The tell-tale viral signature reflects a set of subtle but robust changes in genes that are activated as the body responds to infection. The signal from the signature is strong enough in symptomatic individuals to clearly reveal whether their infection is viral or bacterial. It can also discriminate between who has a viral infection and who does not - all from a single tube of blood.
"This work is still in a relatively early phase of discovery, but we are optimistic that these findings may lead to a whole new way of diagnosing infectious disease," says Geoffrey Ginsburg, M.D., Ph.D., director of Duke University's Center for Genomic Medicine in the Institute for Genome Sciences & Policy and the senior author of the study appearing in the journal Cell Host & Microbe.
Researchers say the discovery could lead to dramatic changes in the way doctors care for the millions of people who develop upper respiratory infections every year. Ginsburg says the symptoms of a cold, the flu or pneumonia can appear similar, but right now, doctors can't tell what the patient really has until laboratory tests are conducted, and that can take days.
"Until results are in, treatment is pretty much a best guess. Knowing exactly which pathogen is involved is important because it affects the urgency of response and the type of treatment," says Ginsburg. "This approach could lead to more precise, informed and tailored therapy - essentially, personalized care for infectious disease. That's better for the patient and better for public health, in general."
Christopher Woods, M.D., an associate professor of medicine at Duke and the Chief of the Infectious Disease Section at the Durham Veterans Administration Medical Center, says a quick test to determine the real cause of disease has other benefits, too. "It could mean more appropriate use of antibiotics.

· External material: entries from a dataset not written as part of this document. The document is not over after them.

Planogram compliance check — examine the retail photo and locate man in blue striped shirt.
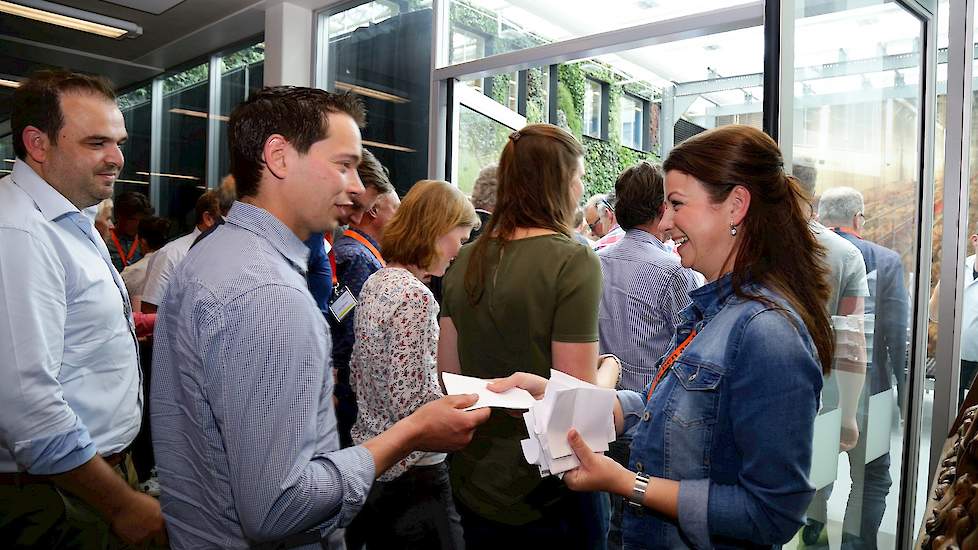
[598,161,703,548]
[150,87,489,548]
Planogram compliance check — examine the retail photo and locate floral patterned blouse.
[350,267,445,481]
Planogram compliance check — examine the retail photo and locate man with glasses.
[584,191,625,250]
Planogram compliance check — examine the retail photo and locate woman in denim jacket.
[491,126,832,548]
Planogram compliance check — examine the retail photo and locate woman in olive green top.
[438,124,607,549]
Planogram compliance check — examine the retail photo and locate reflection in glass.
[219,42,265,184]
[791,0,926,548]
[456,105,514,194]
[160,63,210,233]
[584,78,601,138]
[321,1,432,195]
[619,95,644,149]
[113,86,152,202]
[449,0,748,64]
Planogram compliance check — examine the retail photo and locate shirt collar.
[10,159,80,221]
[623,227,672,252]
[350,227,380,250]
[225,201,309,275]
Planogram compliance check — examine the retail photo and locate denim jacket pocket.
[666,359,723,427]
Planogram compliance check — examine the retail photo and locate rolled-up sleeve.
[700,310,822,545]
[203,284,375,541]
[0,227,96,475]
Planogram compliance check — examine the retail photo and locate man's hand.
[405,394,490,451]
[111,491,167,546]
[564,429,635,494]
[486,372,549,400]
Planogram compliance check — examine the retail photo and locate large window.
[115,86,153,199]
[447,0,748,64]
[619,94,646,149]
[159,63,210,233]
[584,78,604,139]
[320,2,432,194]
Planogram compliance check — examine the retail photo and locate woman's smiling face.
[659,170,739,281]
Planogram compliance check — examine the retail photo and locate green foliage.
[163,63,209,94]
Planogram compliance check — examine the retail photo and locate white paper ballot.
[441,372,537,411]
[520,370,616,477]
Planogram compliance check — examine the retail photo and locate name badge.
[329,287,357,323]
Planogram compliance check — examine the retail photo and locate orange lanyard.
[109,228,139,267]
[645,330,696,401]
[343,229,387,267]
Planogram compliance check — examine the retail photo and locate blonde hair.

Overuse of antibiotics can lead to the emergence of drug-resistant pathogens, and no one wants to see more of that."
The discovery is based upon the fact that the body's immune system starts responding very quickly and in a highly specific manner when exposed to a viral pathogen as opposed to a bacterial one. "A detailed reading of that response, using gene expression data, reveals what type of pathogen the person is reacting to," says Aimee Zaas, M.D., M.H.S., an infectious diseases physician at Duke and the lead author of the study.
Zaas and colleagues recruited 57 healthy volunteers who agreed to be inoculated with either a live cold virus (rhinovirus), the respiratory syncytial virus, or the influenza A virus. Researchers first took detailed baseline measures of genomic profiles in participants' blood, nasal fluid, breath and urine, and then inoculated the volunteers with one of the three viruses. They waited to see who became sick, and noted when symptoms first appeared, measuring markers of biological response at multiple time points after exposure. Volunteers were quarantined during the time they were infectious.

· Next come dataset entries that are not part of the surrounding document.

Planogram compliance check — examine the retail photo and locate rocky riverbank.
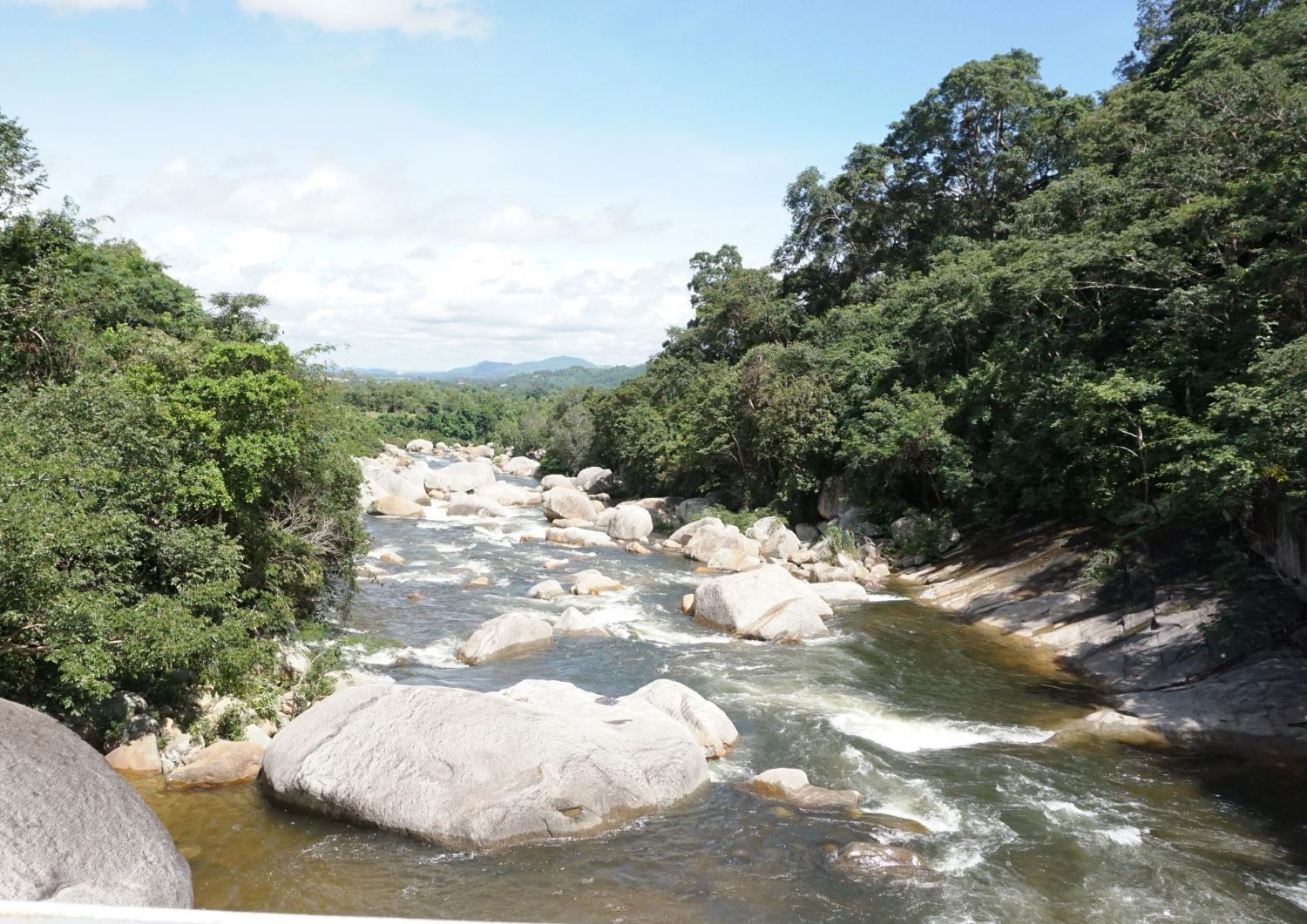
[898,524,1307,755]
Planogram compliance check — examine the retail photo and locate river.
[139,460,1307,924]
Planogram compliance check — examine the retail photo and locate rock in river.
[744,767,863,809]
[694,564,831,642]
[264,679,732,849]
[457,611,554,665]
[0,699,191,908]
[608,504,654,543]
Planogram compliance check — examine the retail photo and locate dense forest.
[0,125,373,737]
[567,0,1307,556]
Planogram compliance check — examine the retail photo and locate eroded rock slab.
[264,679,732,849]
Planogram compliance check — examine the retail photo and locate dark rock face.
[0,699,193,908]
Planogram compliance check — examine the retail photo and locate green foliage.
[692,503,787,532]
[0,122,363,734]
[572,0,1307,556]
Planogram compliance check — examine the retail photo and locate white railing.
[0,901,541,924]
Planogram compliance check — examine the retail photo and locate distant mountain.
[434,355,599,381]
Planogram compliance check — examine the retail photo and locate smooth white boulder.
[423,460,494,494]
[504,456,540,478]
[627,679,740,760]
[694,564,831,642]
[603,504,654,543]
[685,525,762,564]
[812,580,870,604]
[541,488,596,523]
[554,606,613,635]
[455,611,554,665]
[263,679,708,849]
[0,699,192,904]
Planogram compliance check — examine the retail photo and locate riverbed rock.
[572,465,614,494]
[742,767,863,809]
[167,741,264,789]
[105,734,164,778]
[541,488,596,523]
[694,564,831,642]
[0,699,193,908]
[1048,710,1168,747]
[264,681,708,849]
[676,498,713,525]
[626,679,740,760]
[554,606,613,637]
[708,540,763,571]
[545,527,613,549]
[504,456,540,478]
[831,840,935,880]
[572,569,622,596]
[527,580,567,600]
[444,494,509,516]
[472,481,543,507]
[744,516,786,543]
[457,610,554,664]
[760,527,802,559]
[671,516,726,546]
[368,494,426,520]
[685,525,762,564]
[813,580,870,604]
[423,460,494,494]
[606,506,654,543]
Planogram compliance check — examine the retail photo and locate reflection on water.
[139,465,1307,924]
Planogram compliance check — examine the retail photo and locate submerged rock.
[504,456,540,478]
[105,734,164,776]
[527,580,567,600]
[368,494,426,520]
[694,564,831,642]
[554,606,613,635]
[572,569,622,596]
[543,488,596,523]
[742,767,863,809]
[167,741,264,789]
[831,840,935,878]
[455,611,554,665]
[254,679,727,849]
[626,679,740,760]
[0,699,191,908]
[608,504,654,543]
[423,460,494,494]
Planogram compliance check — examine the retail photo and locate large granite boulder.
[606,504,654,543]
[263,679,732,849]
[504,456,540,478]
[423,460,494,494]
[694,567,831,642]
[0,699,191,908]
[455,611,554,665]
[544,488,596,523]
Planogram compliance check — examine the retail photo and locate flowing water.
[143,462,1307,924]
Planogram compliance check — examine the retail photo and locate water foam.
[828,710,1053,754]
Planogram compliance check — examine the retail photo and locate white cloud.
[455,204,660,243]
[125,158,430,238]
[240,0,491,38]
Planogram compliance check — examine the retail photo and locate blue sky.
[0,0,1134,370]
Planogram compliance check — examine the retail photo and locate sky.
[0,0,1134,371]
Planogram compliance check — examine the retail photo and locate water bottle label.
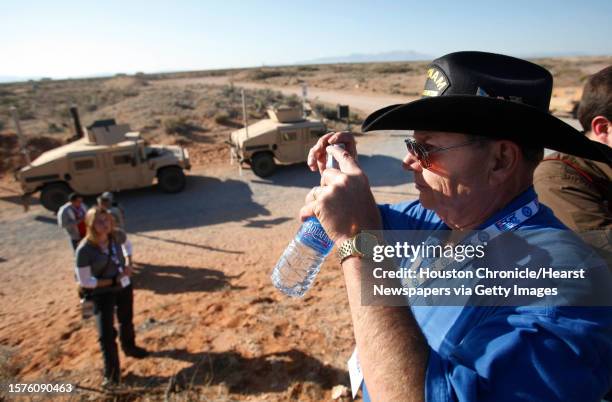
[297,217,334,255]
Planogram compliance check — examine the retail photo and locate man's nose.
[402,152,423,172]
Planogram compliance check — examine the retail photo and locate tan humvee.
[227,107,327,177]
[15,120,191,212]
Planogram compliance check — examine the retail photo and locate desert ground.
[0,57,612,401]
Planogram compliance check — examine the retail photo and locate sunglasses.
[404,138,481,169]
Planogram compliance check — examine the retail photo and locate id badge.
[121,276,130,288]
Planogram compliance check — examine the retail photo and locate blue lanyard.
[403,197,540,287]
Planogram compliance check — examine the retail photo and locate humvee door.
[68,154,108,195]
[106,148,147,191]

The research team studied changes in gene expression patterns in the participants' blood and identified 30 genes - many of which were already known to be active in the body's response to viral infections - whose expression patterns changed only among those who became symptomatic.
Investigators tested this "acute respiratory viral signature" in an independently acquired data set of gene expression patterns among people infected with influenza A and found that the signature was able to clearly distinguish with 100 percent accuracy between individuals who were infected and those who were not.

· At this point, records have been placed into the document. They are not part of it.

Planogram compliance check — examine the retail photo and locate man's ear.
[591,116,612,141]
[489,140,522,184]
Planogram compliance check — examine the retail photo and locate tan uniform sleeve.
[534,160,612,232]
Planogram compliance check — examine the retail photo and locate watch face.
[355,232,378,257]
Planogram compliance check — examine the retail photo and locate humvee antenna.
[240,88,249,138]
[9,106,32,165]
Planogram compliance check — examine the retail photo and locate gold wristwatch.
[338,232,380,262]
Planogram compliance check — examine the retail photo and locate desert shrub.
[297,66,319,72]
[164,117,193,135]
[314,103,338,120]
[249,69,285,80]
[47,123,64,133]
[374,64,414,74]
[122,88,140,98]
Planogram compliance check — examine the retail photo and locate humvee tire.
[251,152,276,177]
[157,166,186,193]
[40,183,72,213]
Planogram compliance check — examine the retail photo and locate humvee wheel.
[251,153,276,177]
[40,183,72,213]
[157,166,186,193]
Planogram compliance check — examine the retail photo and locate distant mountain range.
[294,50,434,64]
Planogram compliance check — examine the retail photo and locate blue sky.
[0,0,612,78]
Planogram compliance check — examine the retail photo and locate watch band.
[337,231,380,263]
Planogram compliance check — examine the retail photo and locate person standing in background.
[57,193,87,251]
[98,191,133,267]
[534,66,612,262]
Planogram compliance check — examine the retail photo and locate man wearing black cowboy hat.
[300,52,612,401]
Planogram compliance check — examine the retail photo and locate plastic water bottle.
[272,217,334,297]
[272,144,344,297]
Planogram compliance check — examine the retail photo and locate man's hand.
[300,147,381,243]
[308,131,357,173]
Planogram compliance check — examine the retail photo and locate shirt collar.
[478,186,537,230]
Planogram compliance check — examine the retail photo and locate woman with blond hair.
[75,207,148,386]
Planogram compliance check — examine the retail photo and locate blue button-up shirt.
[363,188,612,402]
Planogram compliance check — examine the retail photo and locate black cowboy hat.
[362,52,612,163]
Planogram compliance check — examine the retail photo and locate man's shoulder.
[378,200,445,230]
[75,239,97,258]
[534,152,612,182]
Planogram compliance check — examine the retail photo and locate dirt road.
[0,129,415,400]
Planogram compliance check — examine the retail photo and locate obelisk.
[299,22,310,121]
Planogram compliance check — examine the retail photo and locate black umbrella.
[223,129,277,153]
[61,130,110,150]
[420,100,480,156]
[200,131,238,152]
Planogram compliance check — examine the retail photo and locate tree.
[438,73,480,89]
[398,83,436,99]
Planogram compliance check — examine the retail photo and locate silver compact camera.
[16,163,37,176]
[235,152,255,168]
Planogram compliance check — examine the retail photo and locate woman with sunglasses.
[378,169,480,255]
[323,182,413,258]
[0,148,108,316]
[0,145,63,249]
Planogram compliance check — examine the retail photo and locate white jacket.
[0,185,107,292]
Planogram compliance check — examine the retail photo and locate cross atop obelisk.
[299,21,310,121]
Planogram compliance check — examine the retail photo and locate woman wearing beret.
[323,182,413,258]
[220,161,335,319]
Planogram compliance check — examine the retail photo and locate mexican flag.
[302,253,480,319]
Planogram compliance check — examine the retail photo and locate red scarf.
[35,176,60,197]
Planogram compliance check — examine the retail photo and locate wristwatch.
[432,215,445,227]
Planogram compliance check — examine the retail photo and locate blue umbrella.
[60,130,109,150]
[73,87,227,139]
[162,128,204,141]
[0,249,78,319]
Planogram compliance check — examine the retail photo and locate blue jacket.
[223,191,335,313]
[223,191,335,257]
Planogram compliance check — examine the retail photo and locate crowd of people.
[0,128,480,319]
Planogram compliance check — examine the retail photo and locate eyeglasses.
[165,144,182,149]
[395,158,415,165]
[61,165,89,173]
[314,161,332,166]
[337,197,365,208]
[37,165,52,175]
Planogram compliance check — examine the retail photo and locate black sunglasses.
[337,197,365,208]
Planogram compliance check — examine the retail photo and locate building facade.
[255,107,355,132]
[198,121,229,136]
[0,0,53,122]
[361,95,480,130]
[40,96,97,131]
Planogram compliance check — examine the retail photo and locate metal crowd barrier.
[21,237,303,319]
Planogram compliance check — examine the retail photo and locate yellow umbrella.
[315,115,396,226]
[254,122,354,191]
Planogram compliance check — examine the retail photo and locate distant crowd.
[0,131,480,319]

"We believe there will be multiple applications for this discovery," says Ginsburg. "This is simply the first step. Right now we are replicating our results in additional studies and also trying to validate these expression patterns in additional studies. We want to be careful and not draw any conclusions too quickly. Even though the signature we identified appears to be an excellent diagnostic, there may be other genes that can make it even better."
The researchers say the acute viral response signature may be applicable only to people who have healthy immune systems. "We would need to show that this approach also works in patients with underlying immune deficiencies before we could offer it as a potential diagnostic tool for everyone," says Zaas.
The study was funded by the Predicting Health and Disease Program of Defense Advanced Research Projects Agency (DARPA), an agency with the U.S. Department of Defense.
Colleagues from Duke contributing to the study include Christopher Woods, Jay Varkey, Tim Veldman, Bradley Nicholson, Christine Oien, Brett Caram, Lawrence Carin, Minhua Chen and Joseph Lucas. Other co-authors are Alfred Hero and Yongsheng Huang, from the University of Michigan; Ronald Turner, from the University of Virginia; Anthony Gilbert and Robert Lambkin-Williams from Retroscreen Virology, Ltd.; and Stephen Kingsmore from the National Center for Genomic Resources.